We are using Apache Cassandra 3.11.4 .Recently we are seeing overloaded readrepair ERROR messages in the entire cluster because that we are getting timeouts ..I'm not able to find the root cause for this . Appreciate any inputs on this issue ..
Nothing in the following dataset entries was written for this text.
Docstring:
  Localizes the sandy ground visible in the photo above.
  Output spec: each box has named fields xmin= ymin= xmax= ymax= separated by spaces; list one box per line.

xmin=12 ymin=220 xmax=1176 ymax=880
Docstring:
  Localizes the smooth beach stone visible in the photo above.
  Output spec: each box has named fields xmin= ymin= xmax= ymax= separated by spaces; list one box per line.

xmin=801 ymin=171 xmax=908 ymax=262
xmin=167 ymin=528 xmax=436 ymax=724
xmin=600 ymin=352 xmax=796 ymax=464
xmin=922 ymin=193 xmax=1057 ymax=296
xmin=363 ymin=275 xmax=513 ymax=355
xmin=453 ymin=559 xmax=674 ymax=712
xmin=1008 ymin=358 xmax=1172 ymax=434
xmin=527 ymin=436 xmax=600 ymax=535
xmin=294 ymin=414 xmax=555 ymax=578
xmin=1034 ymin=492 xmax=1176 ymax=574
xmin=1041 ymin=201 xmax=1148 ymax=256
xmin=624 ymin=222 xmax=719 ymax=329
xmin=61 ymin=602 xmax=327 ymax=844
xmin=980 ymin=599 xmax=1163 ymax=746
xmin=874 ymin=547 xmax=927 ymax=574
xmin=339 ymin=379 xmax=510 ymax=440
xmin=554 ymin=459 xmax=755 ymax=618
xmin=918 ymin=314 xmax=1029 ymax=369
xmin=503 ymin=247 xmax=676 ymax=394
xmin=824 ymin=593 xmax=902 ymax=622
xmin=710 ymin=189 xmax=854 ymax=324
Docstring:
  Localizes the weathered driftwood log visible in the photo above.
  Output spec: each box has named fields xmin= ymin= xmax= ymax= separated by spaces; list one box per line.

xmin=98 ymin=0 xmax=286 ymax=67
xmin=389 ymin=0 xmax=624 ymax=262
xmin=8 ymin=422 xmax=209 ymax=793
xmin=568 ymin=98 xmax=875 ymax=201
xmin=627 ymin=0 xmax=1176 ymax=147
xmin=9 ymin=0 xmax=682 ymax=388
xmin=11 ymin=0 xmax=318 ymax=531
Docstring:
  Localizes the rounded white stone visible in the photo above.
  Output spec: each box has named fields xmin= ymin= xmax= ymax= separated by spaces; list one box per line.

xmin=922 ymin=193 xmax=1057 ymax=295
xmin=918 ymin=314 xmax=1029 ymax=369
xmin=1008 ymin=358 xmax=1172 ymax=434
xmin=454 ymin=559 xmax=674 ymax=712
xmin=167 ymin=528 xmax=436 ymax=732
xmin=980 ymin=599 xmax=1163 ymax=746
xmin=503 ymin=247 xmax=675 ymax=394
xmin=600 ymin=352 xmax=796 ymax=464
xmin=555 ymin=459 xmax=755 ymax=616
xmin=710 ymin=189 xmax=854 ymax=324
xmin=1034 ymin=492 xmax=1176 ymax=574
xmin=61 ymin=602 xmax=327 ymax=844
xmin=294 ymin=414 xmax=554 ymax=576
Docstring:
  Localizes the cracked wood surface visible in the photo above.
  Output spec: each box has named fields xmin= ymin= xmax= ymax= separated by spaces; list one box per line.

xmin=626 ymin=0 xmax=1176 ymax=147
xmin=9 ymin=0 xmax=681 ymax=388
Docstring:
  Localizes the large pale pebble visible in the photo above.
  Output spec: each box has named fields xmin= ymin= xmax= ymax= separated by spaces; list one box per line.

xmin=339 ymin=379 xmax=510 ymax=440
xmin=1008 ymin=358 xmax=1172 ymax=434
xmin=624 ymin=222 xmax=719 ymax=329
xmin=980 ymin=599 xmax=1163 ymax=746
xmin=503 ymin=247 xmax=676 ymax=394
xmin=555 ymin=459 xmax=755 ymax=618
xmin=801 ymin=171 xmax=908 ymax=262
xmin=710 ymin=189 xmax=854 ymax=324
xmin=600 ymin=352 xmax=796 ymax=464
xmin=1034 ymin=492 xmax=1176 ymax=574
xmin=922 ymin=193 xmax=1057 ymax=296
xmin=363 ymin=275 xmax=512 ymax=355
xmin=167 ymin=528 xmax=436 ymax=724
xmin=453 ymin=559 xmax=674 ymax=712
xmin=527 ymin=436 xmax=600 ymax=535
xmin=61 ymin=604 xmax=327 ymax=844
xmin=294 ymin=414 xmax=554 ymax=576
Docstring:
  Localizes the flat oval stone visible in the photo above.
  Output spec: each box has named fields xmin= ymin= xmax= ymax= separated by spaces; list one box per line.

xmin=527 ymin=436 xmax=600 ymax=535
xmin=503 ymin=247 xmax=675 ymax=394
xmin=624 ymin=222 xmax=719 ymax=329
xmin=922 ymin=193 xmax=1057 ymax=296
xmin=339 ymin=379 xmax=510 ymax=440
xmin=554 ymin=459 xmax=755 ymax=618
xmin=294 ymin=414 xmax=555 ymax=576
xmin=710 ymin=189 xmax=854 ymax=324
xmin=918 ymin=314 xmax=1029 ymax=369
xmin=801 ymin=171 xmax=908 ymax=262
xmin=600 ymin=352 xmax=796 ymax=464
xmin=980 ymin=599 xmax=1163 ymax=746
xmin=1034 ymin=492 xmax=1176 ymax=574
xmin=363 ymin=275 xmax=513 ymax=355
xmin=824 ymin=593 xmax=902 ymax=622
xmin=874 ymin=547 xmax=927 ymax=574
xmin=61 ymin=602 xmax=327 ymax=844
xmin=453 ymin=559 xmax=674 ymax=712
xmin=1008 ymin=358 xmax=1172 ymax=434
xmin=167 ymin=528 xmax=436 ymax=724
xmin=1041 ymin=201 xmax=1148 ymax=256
ERROR [ReadRepairStage:2537] 2019-07-18 17:08:15,119 CassandraDaemon.java:228 - Exception in thread Thread[ReadRepairStage:2537,5,main] org.apache.cassandra.exceptions.ReadTimeoutException: Operation timed out - received only 1 responses. at org.apache.cassandra.service.DataResolver$RepairMergeListener.close(DataResolver.java:202) ~[apache-cassandra-3.11.3.jar:3.11.3] at org.apache.cassandra.db.partitions.UnfilteredPartitionIterators$2.close(UnfilteredPartitionIterators.java:175) ~[apache-cassandra-3.11.3.jar:3.11.3] at org.apache.cassandra.db.transform.BaseIterator.close(BaseIterator.java:92) ~[apache-cassandra-3.11.3.jar:3.11.3] at org.apache.cassandra.service.DataResolver.compareResponses(DataResolver.java:79) ~[apache-cassandra-3.11.3.jar:3.11.3] at org.apache.cassandra.service.AsyncRepairCallback$1.runMayThrow(AsyncRepairCallback.java:50) ~[apache-cassandra-3.11.3.jar:3.11.3] at org.apache.cassandra.utils.WrappedRunnable.run(WrappedRunnable.java:28) ~[apache-cassandra-3.11.3.jar:3.11.3] at java.util.concurrent.ThreadPoolExecutor.runWorker(ThreadPoolExecutor.java:1149) ~[na:1.8.0_212] at java.util.concurrent.ThreadPoolExecutor$Worker.run(ThreadPoolExecutor.java:624) ~[na:1.8.0_212] at org.apache.cassandra.concurrent.NamedThreadFactory.lambda$threadLocalDeallocator$0(NamedThreadFactory.java:81) ~[apache-cassandra-3.11.3.jar:3.11.3] at java.lang.Thread.run(Thread.java:748) ~[na:1.8.0_212]
reduced dclocalreadrepair to 0.0
Timeouts are a common issue while attempting repairs, and without more specifics of the errors, or your configuration, this will be a shot in the dark.
Also note that since Cassandra 3.11.3, the settings
read_repair_chance
anddc_read_repair_chance
were removed, as their names were misleading with the result obtained. Adding them won't have any effect.